Pride Vs. Common Sense

Participants:

jase_icon.gif faith_icon.gif

Scene Title Pride Vs. Common Sense
Synopsis Faith decides to capture the gritty reality of Staten Island on film, and ends up with Jase as a reluctant tour guide.
Date June 7, 2009

Staten Island

A Walking Tour…


Midday and the semi-abandoned environs of the edge of Staten Island have their own kind of severe and overgrown beauty, if one is inclined to be artistic. Which few of the locals are. Jase isn't exactly a local but he's not there for the scenic vistas, either. Leaning against a wall, comfortably shadowed from the bright sun and wearing jeans and t-shirt under a flannel and work boots that are conspicuously clean compared to most. His brown eyes scan the area, patient and a little narrowed, rather like a predator waiting for prey by the watering hole. Which isn't that far off, really.

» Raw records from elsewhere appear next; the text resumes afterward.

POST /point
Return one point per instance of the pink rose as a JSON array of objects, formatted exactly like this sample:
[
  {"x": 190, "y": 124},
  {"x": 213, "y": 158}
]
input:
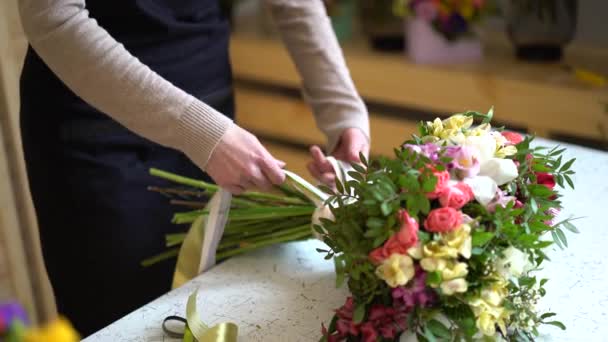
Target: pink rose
[
  {"x": 443, "y": 177},
  {"x": 400, "y": 242},
  {"x": 443, "y": 220},
  {"x": 456, "y": 196}
]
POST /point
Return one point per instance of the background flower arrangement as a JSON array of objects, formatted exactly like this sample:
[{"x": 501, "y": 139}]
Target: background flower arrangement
[
  {"x": 452, "y": 18},
  {"x": 442, "y": 241}
]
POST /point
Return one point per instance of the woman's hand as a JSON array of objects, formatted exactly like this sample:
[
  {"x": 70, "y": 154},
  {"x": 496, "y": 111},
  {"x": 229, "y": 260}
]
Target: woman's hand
[
  {"x": 351, "y": 143},
  {"x": 240, "y": 162}
]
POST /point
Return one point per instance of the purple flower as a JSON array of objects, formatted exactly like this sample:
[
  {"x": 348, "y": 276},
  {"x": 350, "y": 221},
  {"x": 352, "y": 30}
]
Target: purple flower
[
  {"x": 501, "y": 199},
  {"x": 12, "y": 311}
]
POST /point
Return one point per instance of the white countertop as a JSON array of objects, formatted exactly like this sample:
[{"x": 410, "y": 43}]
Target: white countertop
[{"x": 284, "y": 293}]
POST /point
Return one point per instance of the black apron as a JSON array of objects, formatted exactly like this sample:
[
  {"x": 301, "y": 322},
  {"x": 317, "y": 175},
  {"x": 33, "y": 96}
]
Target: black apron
[{"x": 89, "y": 175}]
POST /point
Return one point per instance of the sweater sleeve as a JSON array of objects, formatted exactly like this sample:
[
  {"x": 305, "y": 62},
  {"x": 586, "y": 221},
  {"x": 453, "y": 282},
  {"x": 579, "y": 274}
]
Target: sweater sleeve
[
  {"x": 103, "y": 73},
  {"x": 327, "y": 86}
]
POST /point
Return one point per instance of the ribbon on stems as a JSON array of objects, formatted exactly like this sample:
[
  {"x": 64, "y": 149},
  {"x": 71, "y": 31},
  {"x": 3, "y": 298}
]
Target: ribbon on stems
[{"x": 198, "y": 331}]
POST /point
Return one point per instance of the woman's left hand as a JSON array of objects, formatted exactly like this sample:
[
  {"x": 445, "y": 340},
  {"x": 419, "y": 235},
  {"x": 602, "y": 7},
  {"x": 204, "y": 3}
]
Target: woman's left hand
[{"x": 352, "y": 142}]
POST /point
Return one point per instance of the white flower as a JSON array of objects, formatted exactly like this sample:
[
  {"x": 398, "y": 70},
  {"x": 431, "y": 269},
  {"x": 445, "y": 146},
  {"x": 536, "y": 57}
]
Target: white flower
[
  {"x": 502, "y": 171},
  {"x": 513, "y": 263},
  {"x": 319, "y": 213},
  {"x": 484, "y": 188}
]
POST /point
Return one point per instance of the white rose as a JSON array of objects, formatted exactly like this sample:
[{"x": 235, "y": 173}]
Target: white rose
[
  {"x": 513, "y": 263},
  {"x": 502, "y": 171},
  {"x": 319, "y": 213}
]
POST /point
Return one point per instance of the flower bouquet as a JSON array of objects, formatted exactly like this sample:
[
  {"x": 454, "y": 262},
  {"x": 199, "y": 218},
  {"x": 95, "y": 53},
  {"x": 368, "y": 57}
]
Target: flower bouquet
[
  {"x": 442, "y": 242},
  {"x": 440, "y": 31}
]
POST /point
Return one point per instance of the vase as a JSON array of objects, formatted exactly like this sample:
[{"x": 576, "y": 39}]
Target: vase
[
  {"x": 425, "y": 45},
  {"x": 540, "y": 29},
  {"x": 383, "y": 28}
]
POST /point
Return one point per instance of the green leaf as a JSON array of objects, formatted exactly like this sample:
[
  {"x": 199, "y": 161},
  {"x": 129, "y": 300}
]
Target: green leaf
[
  {"x": 567, "y": 166},
  {"x": 556, "y": 324},
  {"x": 386, "y": 208},
  {"x": 433, "y": 278},
  {"x": 439, "y": 330},
  {"x": 480, "y": 238},
  {"x": 375, "y": 222},
  {"x": 547, "y": 315},
  {"x": 556, "y": 239},
  {"x": 562, "y": 236},
  {"x": 569, "y": 181},
  {"x": 568, "y": 225},
  {"x": 359, "y": 313}
]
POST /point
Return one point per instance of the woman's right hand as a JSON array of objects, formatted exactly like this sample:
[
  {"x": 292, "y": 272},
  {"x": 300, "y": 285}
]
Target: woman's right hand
[{"x": 240, "y": 162}]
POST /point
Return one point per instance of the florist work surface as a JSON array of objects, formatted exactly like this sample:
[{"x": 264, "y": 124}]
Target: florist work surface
[{"x": 449, "y": 240}]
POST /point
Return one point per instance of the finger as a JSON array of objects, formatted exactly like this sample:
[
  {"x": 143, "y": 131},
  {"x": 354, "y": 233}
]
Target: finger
[
  {"x": 319, "y": 158},
  {"x": 314, "y": 170},
  {"x": 234, "y": 189},
  {"x": 273, "y": 172},
  {"x": 328, "y": 179},
  {"x": 259, "y": 179}
]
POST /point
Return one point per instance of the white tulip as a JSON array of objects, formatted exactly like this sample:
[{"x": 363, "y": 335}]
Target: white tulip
[
  {"x": 513, "y": 263},
  {"x": 502, "y": 171},
  {"x": 319, "y": 213},
  {"x": 484, "y": 188}
]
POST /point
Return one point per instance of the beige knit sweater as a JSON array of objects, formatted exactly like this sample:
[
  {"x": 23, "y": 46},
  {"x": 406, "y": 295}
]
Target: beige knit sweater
[{"x": 103, "y": 73}]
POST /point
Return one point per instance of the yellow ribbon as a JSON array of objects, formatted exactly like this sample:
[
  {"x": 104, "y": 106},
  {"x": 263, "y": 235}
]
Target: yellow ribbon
[{"x": 223, "y": 332}]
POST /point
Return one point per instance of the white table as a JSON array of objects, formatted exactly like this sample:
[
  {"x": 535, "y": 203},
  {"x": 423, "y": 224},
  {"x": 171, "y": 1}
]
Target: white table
[{"x": 284, "y": 293}]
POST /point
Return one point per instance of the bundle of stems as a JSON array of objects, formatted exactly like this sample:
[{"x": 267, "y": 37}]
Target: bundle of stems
[{"x": 255, "y": 220}]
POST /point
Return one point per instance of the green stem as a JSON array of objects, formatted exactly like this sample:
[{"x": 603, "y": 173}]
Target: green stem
[
  {"x": 294, "y": 237},
  {"x": 171, "y": 253},
  {"x": 257, "y": 238},
  {"x": 213, "y": 188}
]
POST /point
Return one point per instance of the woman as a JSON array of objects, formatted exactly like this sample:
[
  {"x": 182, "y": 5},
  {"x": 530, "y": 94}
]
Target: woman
[{"x": 109, "y": 90}]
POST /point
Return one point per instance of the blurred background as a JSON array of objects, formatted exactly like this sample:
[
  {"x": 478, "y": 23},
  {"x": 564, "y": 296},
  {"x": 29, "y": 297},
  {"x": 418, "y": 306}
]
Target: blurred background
[{"x": 542, "y": 64}]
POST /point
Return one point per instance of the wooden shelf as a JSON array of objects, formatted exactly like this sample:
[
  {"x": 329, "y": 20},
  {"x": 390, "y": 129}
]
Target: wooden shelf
[{"x": 545, "y": 99}]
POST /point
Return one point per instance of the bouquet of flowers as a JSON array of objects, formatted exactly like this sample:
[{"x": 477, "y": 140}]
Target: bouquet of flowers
[
  {"x": 15, "y": 327},
  {"x": 442, "y": 241},
  {"x": 452, "y": 18}
]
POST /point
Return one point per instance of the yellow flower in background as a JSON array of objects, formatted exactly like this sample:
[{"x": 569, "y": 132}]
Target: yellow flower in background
[
  {"x": 59, "y": 330},
  {"x": 488, "y": 308},
  {"x": 453, "y": 286},
  {"x": 397, "y": 270},
  {"x": 458, "y": 122},
  {"x": 459, "y": 239}
]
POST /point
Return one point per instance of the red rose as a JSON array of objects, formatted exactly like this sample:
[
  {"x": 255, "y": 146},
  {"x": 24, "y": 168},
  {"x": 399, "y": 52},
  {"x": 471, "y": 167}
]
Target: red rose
[
  {"x": 443, "y": 220},
  {"x": 443, "y": 179},
  {"x": 400, "y": 242},
  {"x": 456, "y": 196},
  {"x": 512, "y": 137},
  {"x": 545, "y": 179}
]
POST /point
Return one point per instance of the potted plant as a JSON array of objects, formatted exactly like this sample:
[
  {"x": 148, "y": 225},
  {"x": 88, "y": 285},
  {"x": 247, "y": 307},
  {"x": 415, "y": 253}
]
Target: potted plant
[
  {"x": 381, "y": 25},
  {"x": 540, "y": 29},
  {"x": 442, "y": 31}
]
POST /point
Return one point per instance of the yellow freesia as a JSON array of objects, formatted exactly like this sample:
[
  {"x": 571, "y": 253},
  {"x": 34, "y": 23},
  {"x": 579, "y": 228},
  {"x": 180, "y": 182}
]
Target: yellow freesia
[
  {"x": 488, "y": 308},
  {"x": 458, "y": 122},
  {"x": 397, "y": 270},
  {"x": 59, "y": 330}
]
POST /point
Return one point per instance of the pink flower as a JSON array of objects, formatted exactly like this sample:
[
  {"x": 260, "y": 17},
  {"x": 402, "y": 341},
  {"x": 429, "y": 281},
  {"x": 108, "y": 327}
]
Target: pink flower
[
  {"x": 369, "y": 332},
  {"x": 464, "y": 161},
  {"x": 456, "y": 196},
  {"x": 443, "y": 220},
  {"x": 443, "y": 177},
  {"x": 400, "y": 242},
  {"x": 512, "y": 137},
  {"x": 426, "y": 10}
]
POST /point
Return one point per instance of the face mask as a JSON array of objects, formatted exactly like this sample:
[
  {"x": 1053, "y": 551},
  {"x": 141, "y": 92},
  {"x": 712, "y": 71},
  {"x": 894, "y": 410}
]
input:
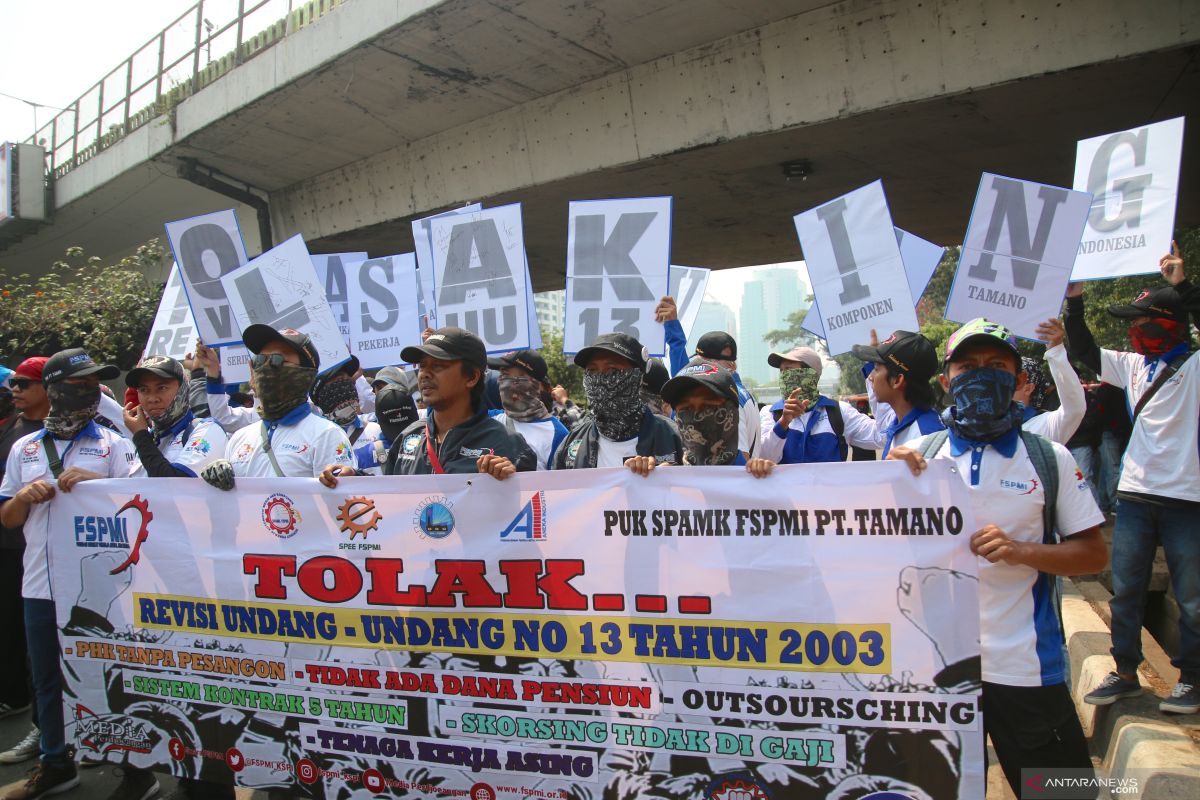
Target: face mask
[
  {"x": 72, "y": 407},
  {"x": 983, "y": 404},
  {"x": 615, "y": 400},
  {"x": 1156, "y": 338},
  {"x": 339, "y": 401},
  {"x": 521, "y": 398},
  {"x": 281, "y": 389},
  {"x": 711, "y": 434}
]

Faith took up the Chicago Air pilot's offer of free transportation to and from Staten, and has decided to spend her Sunday shooting the grim reality that is now Staten Island. She's dressed casually enough, in jeans, tennis shoes, and a t-shirt, but the clothes are too new, too clean, and too style-conscious for her to look like she belongs there. That and the camera in her hands — she does apparently have some common sense, and left her digital SLR at home; instead she carries more old-school gear — an old Pentax SLR that looks like it's seen better days. She's actually shooting film, as well.

As she comes around the corner, an old church that's been graffitied over gets her attention. She pauses to put a filter of some sort over her lens, before snapping a few pictures, changing the settings for different effects.

Jase's eyebrows arch as he sees the obvious 'tourist' and his lips quirk up in a faint, predatory grin. He pushes off from the wall and ambles towards Faith, casually. Fit, clean, clean-cut and with a certain subconscious assumption of dominion in his posture and gait, he could pass for another visitor to the island, perhaps. He stops a polite distance away and says in an affable tone, "The really spectacular stuff is deeper in. But it's probably not a good idea for those of us who don't live here."

Faith turns her head, looking over her shoulder to the boy behind her. "Oh?" she says, her green eyes lighting up at the chance for a better photo opportunity. She keeps one hand on her camera, and clutched in the other palm is a key chain with a small can of mace. She's not quite as trusting as she looks. Still, she doesn't seem ready to use it, but rather more ready to trust the handsome boy watching her. She faces him and tilts her head, a strand of wavy blond hair falling into her eyes. "It's probably not a good idea for me to be here at all, but no photographer ever became great by taking pictures of tulips and kittens, did they?"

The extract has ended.